Rick präsentiert uns ein Konzeptalbum mit unglaublich starken, eingängigen Melodien.
Anders als bei Journey, fungiert der Erzähler nur als eine Art "Ansager", und unterbricht
somit en Fluß der Story nicht unnötig - etwas, was mich an JOURNEY immer störte. Der
Sprecher erzählt uns pathetisch die mythischen "Fakten" mit wenig Gehalt (und nichts, was
wir als Kenner der Sage nicht längst wüßten); und Ricks Musik hüllt diese in Pomp und Samt.
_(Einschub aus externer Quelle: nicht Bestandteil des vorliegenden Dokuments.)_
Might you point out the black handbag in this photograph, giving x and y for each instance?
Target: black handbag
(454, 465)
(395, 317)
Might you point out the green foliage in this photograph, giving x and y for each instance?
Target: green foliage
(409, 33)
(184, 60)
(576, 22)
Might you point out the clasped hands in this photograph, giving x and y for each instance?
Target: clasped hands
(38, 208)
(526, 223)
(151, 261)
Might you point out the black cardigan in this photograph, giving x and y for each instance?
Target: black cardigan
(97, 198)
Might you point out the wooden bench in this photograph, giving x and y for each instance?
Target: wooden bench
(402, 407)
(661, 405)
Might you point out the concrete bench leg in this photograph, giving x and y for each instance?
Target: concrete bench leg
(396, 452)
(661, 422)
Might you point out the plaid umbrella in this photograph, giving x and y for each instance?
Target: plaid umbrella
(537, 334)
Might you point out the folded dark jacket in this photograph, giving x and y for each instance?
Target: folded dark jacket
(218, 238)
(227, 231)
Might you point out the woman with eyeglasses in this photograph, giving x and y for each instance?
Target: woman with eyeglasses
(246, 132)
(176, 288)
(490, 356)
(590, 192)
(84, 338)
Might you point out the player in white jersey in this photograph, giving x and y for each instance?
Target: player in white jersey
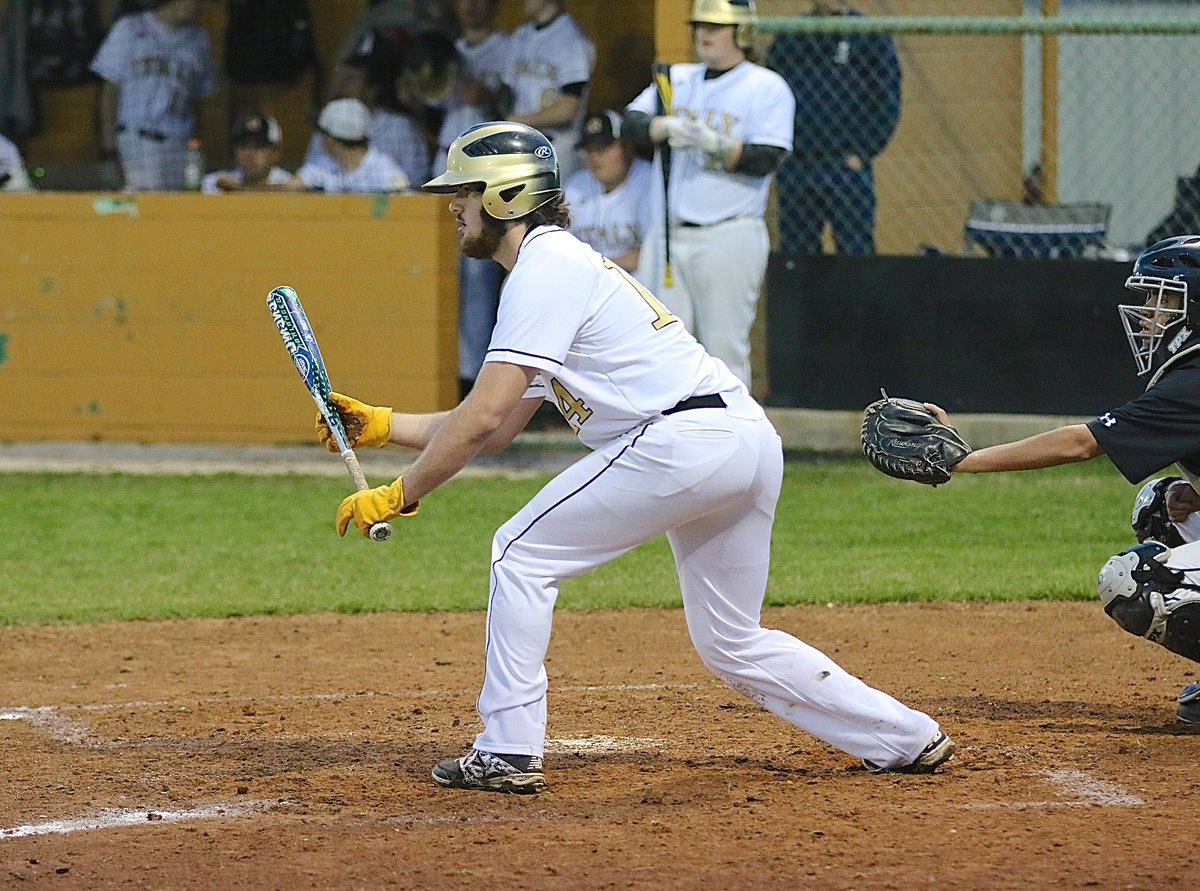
(610, 198)
(549, 69)
(678, 447)
(729, 127)
(156, 67)
(257, 142)
(483, 53)
(13, 177)
(345, 125)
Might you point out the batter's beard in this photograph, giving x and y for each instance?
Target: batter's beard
(485, 244)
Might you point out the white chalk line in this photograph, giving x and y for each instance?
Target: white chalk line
(76, 733)
(117, 818)
(1085, 789)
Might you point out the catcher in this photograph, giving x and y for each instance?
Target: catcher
(1153, 588)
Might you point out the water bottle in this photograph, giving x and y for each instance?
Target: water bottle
(193, 166)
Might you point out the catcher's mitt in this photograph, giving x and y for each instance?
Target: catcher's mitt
(904, 440)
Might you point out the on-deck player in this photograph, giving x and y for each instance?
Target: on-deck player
(730, 126)
(156, 67)
(678, 447)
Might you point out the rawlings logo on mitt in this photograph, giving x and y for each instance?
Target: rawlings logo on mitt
(905, 440)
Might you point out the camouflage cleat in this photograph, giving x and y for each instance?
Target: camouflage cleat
(934, 755)
(484, 771)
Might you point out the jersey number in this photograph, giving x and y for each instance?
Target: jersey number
(661, 312)
(570, 406)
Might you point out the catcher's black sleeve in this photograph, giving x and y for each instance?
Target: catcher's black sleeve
(1157, 429)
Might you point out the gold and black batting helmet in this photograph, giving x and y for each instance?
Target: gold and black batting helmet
(514, 163)
(739, 13)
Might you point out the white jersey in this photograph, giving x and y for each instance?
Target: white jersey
(13, 177)
(485, 61)
(376, 173)
(747, 102)
(610, 354)
(394, 135)
(612, 222)
(162, 72)
(276, 177)
(541, 61)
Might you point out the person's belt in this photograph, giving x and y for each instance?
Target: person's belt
(712, 400)
(144, 133)
(690, 225)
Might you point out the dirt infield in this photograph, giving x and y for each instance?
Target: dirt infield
(294, 752)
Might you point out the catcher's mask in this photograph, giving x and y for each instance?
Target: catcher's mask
(739, 13)
(515, 166)
(1163, 271)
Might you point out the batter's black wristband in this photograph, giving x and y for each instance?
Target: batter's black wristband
(759, 160)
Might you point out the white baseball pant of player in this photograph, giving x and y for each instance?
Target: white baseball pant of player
(718, 271)
(709, 478)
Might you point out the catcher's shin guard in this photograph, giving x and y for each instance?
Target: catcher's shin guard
(1147, 598)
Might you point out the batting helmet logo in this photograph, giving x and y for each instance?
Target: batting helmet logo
(739, 13)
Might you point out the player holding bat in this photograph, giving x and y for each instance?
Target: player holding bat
(721, 127)
(678, 447)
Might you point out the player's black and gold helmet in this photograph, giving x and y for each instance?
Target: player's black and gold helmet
(515, 165)
(739, 13)
(1169, 274)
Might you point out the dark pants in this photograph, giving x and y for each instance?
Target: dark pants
(813, 193)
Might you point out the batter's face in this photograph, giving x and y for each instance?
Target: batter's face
(479, 234)
(609, 163)
(715, 46)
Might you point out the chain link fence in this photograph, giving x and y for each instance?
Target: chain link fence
(1015, 136)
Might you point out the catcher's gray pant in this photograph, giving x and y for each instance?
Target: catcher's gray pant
(709, 478)
(718, 271)
(151, 163)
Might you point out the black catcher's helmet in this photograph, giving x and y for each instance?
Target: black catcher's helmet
(1168, 273)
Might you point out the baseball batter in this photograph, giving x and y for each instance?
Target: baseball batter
(156, 67)
(729, 127)
(678, 447)
(1151, 590)
(549, 65)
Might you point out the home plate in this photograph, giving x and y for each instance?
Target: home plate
(113, 818)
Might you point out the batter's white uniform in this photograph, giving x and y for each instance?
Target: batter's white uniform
(541, 60)
(612, 222)
(616, 362)
(719, 241)
(162, 72)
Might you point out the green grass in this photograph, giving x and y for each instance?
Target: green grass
(91, 548)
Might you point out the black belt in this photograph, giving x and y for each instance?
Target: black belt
(147, 133)
(713, 400)
(690, 225)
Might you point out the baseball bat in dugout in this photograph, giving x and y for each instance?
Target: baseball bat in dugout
(301, 344)
(661, 72)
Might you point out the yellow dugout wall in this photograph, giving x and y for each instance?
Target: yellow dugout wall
(144, 318)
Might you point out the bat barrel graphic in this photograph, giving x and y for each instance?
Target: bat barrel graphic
(301, 344)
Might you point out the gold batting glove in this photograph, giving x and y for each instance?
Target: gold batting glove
(365, 425)
(372, 506)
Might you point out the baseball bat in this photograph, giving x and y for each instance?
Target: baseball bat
(301, 342)
(661, 72)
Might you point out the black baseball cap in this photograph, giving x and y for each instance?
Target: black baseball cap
(257, 130)
(600, 129)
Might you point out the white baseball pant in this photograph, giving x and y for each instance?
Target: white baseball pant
(718, 273)
(709, 478)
Gleich das erste Stück, "Arthur", führt uns mit Pathos und Wucht in die musikalischen
und inhaltlichen Themen der Sage ein und katapultiert uns unmißverständlich in ein
mittelalterliches England, ganz großes Kino. Artur, ein eher unwahrscheinlicher Kandidat,
schafft es, das Schwert aus dem steinernen Ambos zu ziehen, und wird so König
von ganz Britannien. Wunderbar dann die Übergänge zwischen den einzelnen Stücken,
auch wenn jene oft nicht als eigenständige Titel heraus kristalliert sind (wie bei "Lady Of
The Lake"), sondern als Vorspiel einzelner Titel fungieren. Herrlicher, beinah orthodoxer
Chorgesang von tiefer Spiritualität, wie aus der Vergangenheit herauf-klingend; gefolgt
von einer (jeweils etwas variierten) Piano-Etüde. Die nächsten beiden Titel, "Sir Lancelot
& The Black Knight" und "Merlin The Magican" stellen für mich schon den Höhepunkt der
Platte dar. Ein grandioser musikaliischer Wahnsinn, eine gigantische Verbindung aus
Rockband, Orchester, Chor, und das alles beherrscht von rasenden Synhesizern
in den höchsten Oktaven. Allein die Stereo-Effekte beim Ritterkampf von "The Black
Knigh" haben es in sich.Fight! Fight" Fight" - Und schon rasten die beiden Ritter auf ihren
Schlachtrössern horizontal und vertikal und diabonal und konkav und konvex durch meine
Ohren, dass hatte vorher noch niemand geschafft. Und bei "Merlin, der Zauberer" konnte man
dessen Tricks und Verwandlungen in allen Registern hören. Irre Wechsel von Cembalo/Bass zu
Piano und Banjo zu Synthis und E-Gitarren, Vibraphon und Percussion; - eine Reise
mit plötzlichen, wie durch einen Zauberstab hergestellten Wandlungen von Barock bis Ragtime.
Das war einfach atemberaubend.

Die beiden letzten Titel, "Sir Galahad" und "The Last Battle" sind dann für mich etwas
zu dünn und enttäuschend geraten. Den tragischen Kampf zwischen Modred und Artus
beziehungsweise die ganze Schlacht kann Rick nicht wirklich überzeugend umsetzen.
Da nenne ich eine große, vergebene Chance. Die Musik strebt von den ersten Takten
von "Sir Galahd" bereits ihrer Auflösung zu, und verliert dadurch viel an Spannung.

Leider findet sich auf der klanglich nicht gerade begeisternden CD-Version nichts
vom Ritterkampf-Gemälde des Innen-Covers der Schallplatte. Die zahlreichen Fehler
in der Abmischung wurden nicht korrigiert, zum Beispiel der erschreckend leise abgemischte
Gesang von Ashley Holt bei "Guinevere", der, - ähnlich wie Daltrey bei Lisztomania -,
hier klingt, wie durch eine (schlechte) Telefonleitung übertragen. Die Synthis beil "Black Knight"
sind wiederum viel zu laut. Und wer eine Akustik-Gitarre noch mehr scheppern hören möchte,
als bei "Time And A Word", ist hier, bei Mr. Hopkins, genau richtig. Manchmal gibt es auch
Aussetzer bzw. ein Aus-dem-Takt-geraten; peinlich.
Dem Album folgte eine für Rick finanziell ruinöse Aufführung des Werks als quasi "Holiday-
On-Ice-Revue" unter Einbeziehung eines Orchesters, bei der die Musik jedoch in den
Hintergrund geriet, da die Aufführung als eine Art Show-Spektakel angelegt war. Natürlich
ist der Charakter der Platte selbst bereits analog dazu spektakulös angelegt, und irgendwie
kann ich auch die Kritiker dieses Albums gut verstehen, nur: Sie erreichen damit vielleicht
meinen Kopf, nicht aber mein Herz - das schlägt nach wie vor für Rick's Beste!